Moje pierwsze spotkanie z jego aktorstwem – jak u tak wielu widzów mojego pokolenia – odbyło się właśnie w telewizji. Widziałem go jako Osińskiego w „Ostrym dyżurze” Jerzego Lutowskiego, jako Cesarza Mikołaja I w „Maskaradzie” Iwaszkiewicza, jako Duke’a Mantee w „Skamieniałym lesie”, czy w „ Po upadku” Arthura Millera. W tych rolach nie próbował być bardziej wyrazisty niż tekst, który mówił – to słowo było jego narzędziem i materią. Zawsze słuchało się go jak dobrze napisanego eseju – nie po to, by zostać porwanym, ale by zostać poruszonym.
Z czasem uświadomiłem sobie, że Łapicki nie tyle „grał” rolę, ile ją czytał – w pełnym, szlachetnym znaczeniu tego słowa. W jego aktorstwie i reżyserii kryła się filologiczna czujność, szacunek wobec tekstu, niemal akademicka odpowiedzialność za każde wypowiadane zdanie. Miałem wrażenie, że nie pozwalał sobie – ani innym – na skrót, uproszczenie czy fałsz.
W teatrze był obecny nie tylko jako aktor. Był reżyserem, który świadomie usuwał się w cień. Mawiał: „Dobry reżyser to taki, którego w przedstawieniu nie widać.” W świecie, który przez dekady przyzwyczaił nas do postrzegania reżyserów jako demiurgów, była to niemal deklaracja ideowa. Jego teatr nie szukał „nowego języka”, lecz czystości formy. Nie efektów, lecz sensu.
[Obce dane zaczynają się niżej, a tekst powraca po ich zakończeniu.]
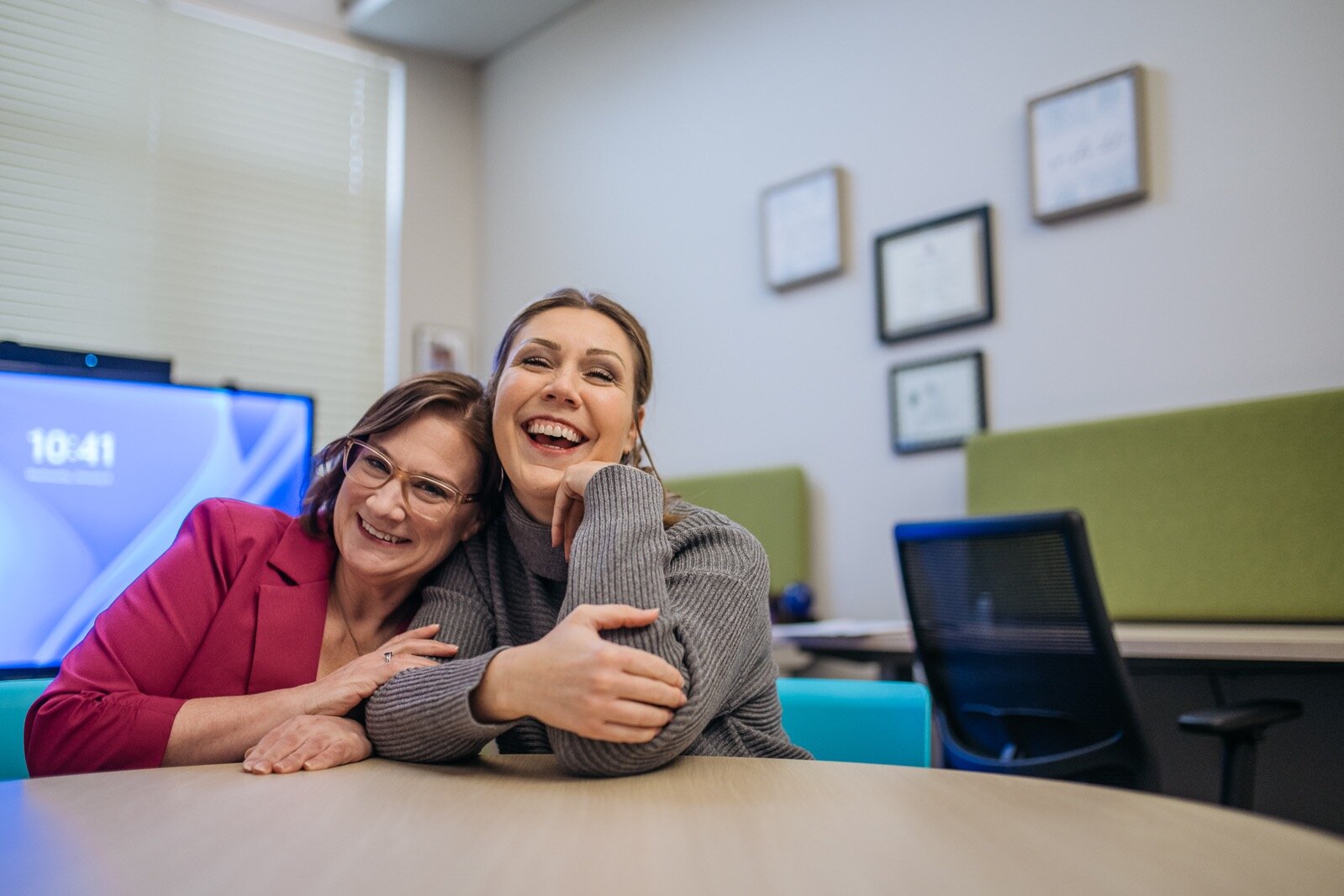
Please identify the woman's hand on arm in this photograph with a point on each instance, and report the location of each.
(340, 691)
(576, 680)
(308, 743)
(211, 730)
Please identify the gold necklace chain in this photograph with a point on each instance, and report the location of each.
(350, 631)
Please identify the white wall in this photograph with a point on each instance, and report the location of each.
(624, 148)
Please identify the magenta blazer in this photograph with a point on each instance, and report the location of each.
(235, 606)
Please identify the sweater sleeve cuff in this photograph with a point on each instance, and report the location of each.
(425, 715)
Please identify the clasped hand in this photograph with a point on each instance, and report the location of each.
(321, 736)
(339, 692)
(576, 680)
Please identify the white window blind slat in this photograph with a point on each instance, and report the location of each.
(177, 183)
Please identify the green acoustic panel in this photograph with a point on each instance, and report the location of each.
(773, 507)
(1220, 514)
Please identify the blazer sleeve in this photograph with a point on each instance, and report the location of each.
(110, 707)
(711, 592)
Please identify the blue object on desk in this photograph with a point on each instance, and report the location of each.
(15, 700)
(847, 720)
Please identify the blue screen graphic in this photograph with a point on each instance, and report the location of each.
(97, 476)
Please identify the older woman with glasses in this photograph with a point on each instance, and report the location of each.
(257, 635)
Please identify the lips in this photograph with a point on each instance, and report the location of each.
(552, 435)
(386, 538)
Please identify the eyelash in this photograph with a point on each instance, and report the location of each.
(599, 372)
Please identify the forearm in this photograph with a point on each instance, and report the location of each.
(621, 555)
(211, 730)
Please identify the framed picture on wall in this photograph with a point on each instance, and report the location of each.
(1088, 145)
(801, 229)
(441, 348)
(937, 403)
(935, 276)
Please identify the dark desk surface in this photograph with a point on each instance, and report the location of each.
(702, 825)
(1175, 641)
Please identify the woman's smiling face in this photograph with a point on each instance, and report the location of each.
(565, 394)
(382, 541)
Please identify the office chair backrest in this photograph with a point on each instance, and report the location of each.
(846, 720)
(15, 698)
(1018, 649)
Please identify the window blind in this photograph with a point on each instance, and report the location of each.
(182, 183)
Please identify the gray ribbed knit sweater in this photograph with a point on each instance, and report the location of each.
(509, 588)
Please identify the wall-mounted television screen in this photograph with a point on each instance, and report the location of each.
(96, 478)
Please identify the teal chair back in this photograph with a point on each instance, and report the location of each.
(847, 720)
(15, 700)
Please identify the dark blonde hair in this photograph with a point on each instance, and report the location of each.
(643, 379)
(457, 397)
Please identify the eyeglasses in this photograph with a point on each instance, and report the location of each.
(424, 494)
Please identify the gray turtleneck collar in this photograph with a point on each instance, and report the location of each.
(533, 541)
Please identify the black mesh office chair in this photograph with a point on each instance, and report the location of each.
(1023, 667)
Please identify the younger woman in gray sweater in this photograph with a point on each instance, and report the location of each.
(596, 617)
Pamiętam jeden szczególny moment – spektakl „Wilki w nocy” Rittnera w Teatrze Polskim. Być może to było moje pierwsze zetknięcie z Łapickim na żywo, poza ekranem. Grał tam Prokuratora – rolę pozornie drugoplanową, ale niepokojąco mocną. Miał w sobie zimno i racjonalność, ale nie był pozbawiony współczucia. Mówił tonem człowieka, który wie więcej, niż gotów jest powiedzieć. I właśnie to napięcie – między wiedzą a wypowiedzeniem – było jego znakiem rozpoznawczym. Był obecny nawet w milczeniu.
Jako reżyser wielokrotnie wracał do Fredry, Rittnera, Perzyńskiego – autorów, których inni zbyt często spychali na margines, uznając za „anegdotycznych”. On czytał ich serio. Z Fredry potrafił wydobyć nie tylko lekkość, ale i ironię, rytm, psychologiczną subtelność. W „Ślubach panieńskich”, „Pierwszej lepszej”, „Damach i huzarach” czy „Mężu i żonie”. Jego inscenizacje nie były próbą „odkurzenia klasyki”, lecz przywrócenia jej naturalnego tembru. Nie chciał jej modernizować – chciał, byśmy ją usłyszeli. I udawało się. Bo miał coś, co dziś w teatrze bywa rzadkością: słuch na język.
Był dla polskiej sceny kimś w rodzaju strażnika klasycznego stylu. Strażnika słowa. Nie klasycyzującego konserwatysty, lecz kogoś, kto rozumiał, że język ma swoje zasady, rytm i wagę. Kiedy inni grali emocjami, on grał frazą. Kiedy wielu szukało nowych tematów, on przypominał, że wszystko już zostało powiedziane – tylko trzeba to umieć powiedzieć na nowo.
Dla jednych był „amantem z lat pięćdziesiątych” – z nienaganną fryzurą, szarmanckim gestem, dystyngowaną dykcją. Dla mnie – był artystą refleksyjnym, świadomym, coraz bardziej skupionym nie na sobie, lecz na pytaniu, jak teatr może mówić prawdę.
Po jego śmierci zabrakło w polskim teatrze tej właśnie tonacji: eleganckiej, intelektualnej, zdystansowanej, ale głęboko wiernej literaturze. Brakuje jego głosu – tego spokojnego, wyważonego tonu, który przypominał, że teatr to nie tylko emocje, ale i myśl. Że aktor jest nie po to, by błyszczeć, ale po to, by tekst mógł mówić.
I Andrzej Łapicki – jako jeden z ostatnich – naprawdę to rozumiał.